La città di Firenze ed i suoi tifosi sono pronti a dare credito a Fabio Paratici in questa impresa, appurato che ormai l’idea che lui rappresenti la testa di ponte di una nuova società è per il momento tramontata e che l’ottavo anno della gestione Commisso – la peggiore della storia della Fiorentina proprio nell’anno del centenario – sta muovendo i suoi primi passi? La pazienza è la virtù dei forti ma molti l’hanno esaurita.

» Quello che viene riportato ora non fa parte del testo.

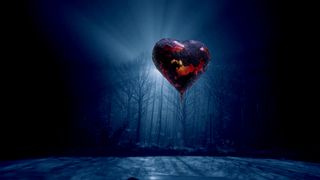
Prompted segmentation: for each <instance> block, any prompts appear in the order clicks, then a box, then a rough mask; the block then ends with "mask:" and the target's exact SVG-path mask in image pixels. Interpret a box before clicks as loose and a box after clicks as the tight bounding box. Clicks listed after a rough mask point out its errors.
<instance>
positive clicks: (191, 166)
mask: <svg viewBox="0 0 320 180" xmlns="http://www.w3.org/2000/svg"><path fill="white" fill-rule="evenodd" d="M130 177H135V178H137V179H186V180H187V179H320V164H316V163H306V162H299V161H288V160H274V159H254V158H237V157H192V156H172V157H166V156H162V157H161V156H159V157H125V158H121V157H59V158H57V157H51V158H42V159H30V160H19V161H7V162H0V179H128V178H130Z"/></svg>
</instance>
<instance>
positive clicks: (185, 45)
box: [152, 38, 210, 96]
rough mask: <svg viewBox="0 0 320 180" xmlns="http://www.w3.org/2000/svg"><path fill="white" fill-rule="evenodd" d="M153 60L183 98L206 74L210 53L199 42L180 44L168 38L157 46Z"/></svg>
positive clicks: (175, 41)
mask: <svg viewBox="0 0 320 180" xmlns="http://www.w3.org/2000/svg"><path fill="white" fill-rule="evenodd" d="M152 59H153V62H154V64H155V66H156V67H157V69H158V70H159V71H160V72H161V74H162V75H163V76H164V77H165V78H166V79H167V80H168V81H169V82H170V84H172V85H173V86H174V87H175V88H176V89H177V90H178V91H179V92H180V94H181V96H182V95H183V94H184V92H185V91H186V90H187V88H188V87H190V86H191V85H192V84H193V83H194V82H195V81H196V80H197V79H198V78H199V76H200V75H201V74H202V73H204V72H205V70H206V67H207V65H208V63H209V60H210V53H209V49H208V48H207V46H206V45H204V44H203V43H201V42H199V41H195V40H187V41H183V42H179V41H178V40H175V39H169V38H166V39H161V40H160V41H158V42H157V43H156V44H155V46H154V48H153V52H152Z"/></svg>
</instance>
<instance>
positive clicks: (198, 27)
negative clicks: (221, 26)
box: [58, 0, 211, 63]
mask: <svg viewBox="0 0 320 180" xmlns="http://www.w3.org/2000/svg"><path fill="white" fill-rule="evenodd" d="M58 3H60V6H61V7H62V14H63V16H65V21H66V22H65V24H66V26H67V27H66V28H67V29H69V30H70V31H71V32H72V33H71V34H73V36H74V37H75V38H76V39H79V41H80V42H81V44H82V46H83V47H85V49H87V50H88V52H89V53H91V54H93V55H94V56H96V57H99V58H98V59H105V58H104V57H108V59H110V60H111V61H113V63H117V62H123V61H128V60H131V59H133V58H134V57H135V56H137V55H138V54H140V53H141V52H147V53H148V54H150V56H151V52H152V48H153V46H154V44H155V43H156V42H157V41H158V40H160V39H162V38H168V37H172V38H176V39H179V40H187V39H195V38H197V37H200V36H201V35H202V32H203V29H199V28H201V27H202V26H203V24H204V23H205V22H206V21H208V19H210V17H209V16H208V13H209V12H210V10H211V9H209V8H208V6H207V5H206V3H204V2H202V3H195V2H192V1H167V0H163V1H149V0H141V1H139V2H137V1H134V0H129V1H127V2H126V3H123V2H117V1H103V2H102V1H97V2H96V3H91V4H83V3H82V4H81V3H76V2H68V3H65V2H63V1H58ZM199 9H201V13H199V11H198V10H199ZM208 33H209V32H208Z"/></svg>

Chiudo con un commento sulla vicenda della presenza di Giancarlo Antognoni alla festa del Centenario. Quando il brand e l’appeal di Giancarlo sono stati ritenuti troppo onerosi per la Fiorentina si è deciso senza troppe precauzioni di fare a meno del nome più importante cui la città è legata. Ora che il brend Antognoni è utile a Fiorentina per la sua manifestazione, Giancarlo dovrebbe far finta di niente? Credo che l’unico 10, il grande giocatore che correva guardando le stelle, la bandiera di un calcio morto e sepolto che tutti i tifosi della mia età hanno osannato con la frase “ONORA IL PADRE” abbia giustamente scelto di non partecipare. E, attenzione, non è vero che in questo modo rinuncia a festeggiare il centenario: in decine di altre occasioni, anche istituzionali – vedi la celebrazione del 3 Luglio promossa dal Consiglio Regionale della Toscana – Giancarlo ci sarà e festeggerà con noi. Non si presenterà al Franchi il 29 Agosto per dignità e rispetto, cui a lui non sono stati riconosciuti. Bravo Giancarlo!!!